I was going to say a cuddly toy - small enough to hug, big enough not to get lost.

When my daughter was 6 years old, she had to have a big operation on her legs. I found her, alone, on a trolley (?gurney to you?) in plaster. After the hugs and kisses I asked her if there was anything she wanted from home.

"My big furry rabbit" she said. A toy she had never taken much notice of before, but after that it never left her! He lost his ears, his fur got worn, and he looked the worse for wear in the end. But oh! was he loved!!

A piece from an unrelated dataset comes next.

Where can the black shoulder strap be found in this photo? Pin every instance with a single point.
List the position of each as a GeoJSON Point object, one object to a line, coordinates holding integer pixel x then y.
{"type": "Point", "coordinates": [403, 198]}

He was about 10" high, and not too firmly stuffed, so he bent, if you see what I mean!

Songbird said...

American Girl makes a very sweet baby doll age appropriate for children even younger than 6. You could give a fab present *and* make a political statement! Take a look at Bitty Baby, who does come in various skin tones.

Keli said...

Oh LC, get her something plush, cuddly, not too big. Warm and very very huggable. I have a 6 year old, and believe me, when he's tired, all he really wants are one of his best furry friends and his blanket.

see-through faith said...

I'd buy her a book - something she can read and read and read. I wouldn't have thought of a doll - but why not. I think I'd buy a really soft pale coloured rabbit -something that she could call her own. But one thing that just came to mind - and not as a main present - would be wonderful coloured tights (not pantyhose) assuming this is somewhere in colder climes. I don't know why that popped into mind, but anyway I'm sure you find exactly the right thing! Are you allowed to put in a little letter - something thats for her - soemthing about her lovely name, something really personal to her.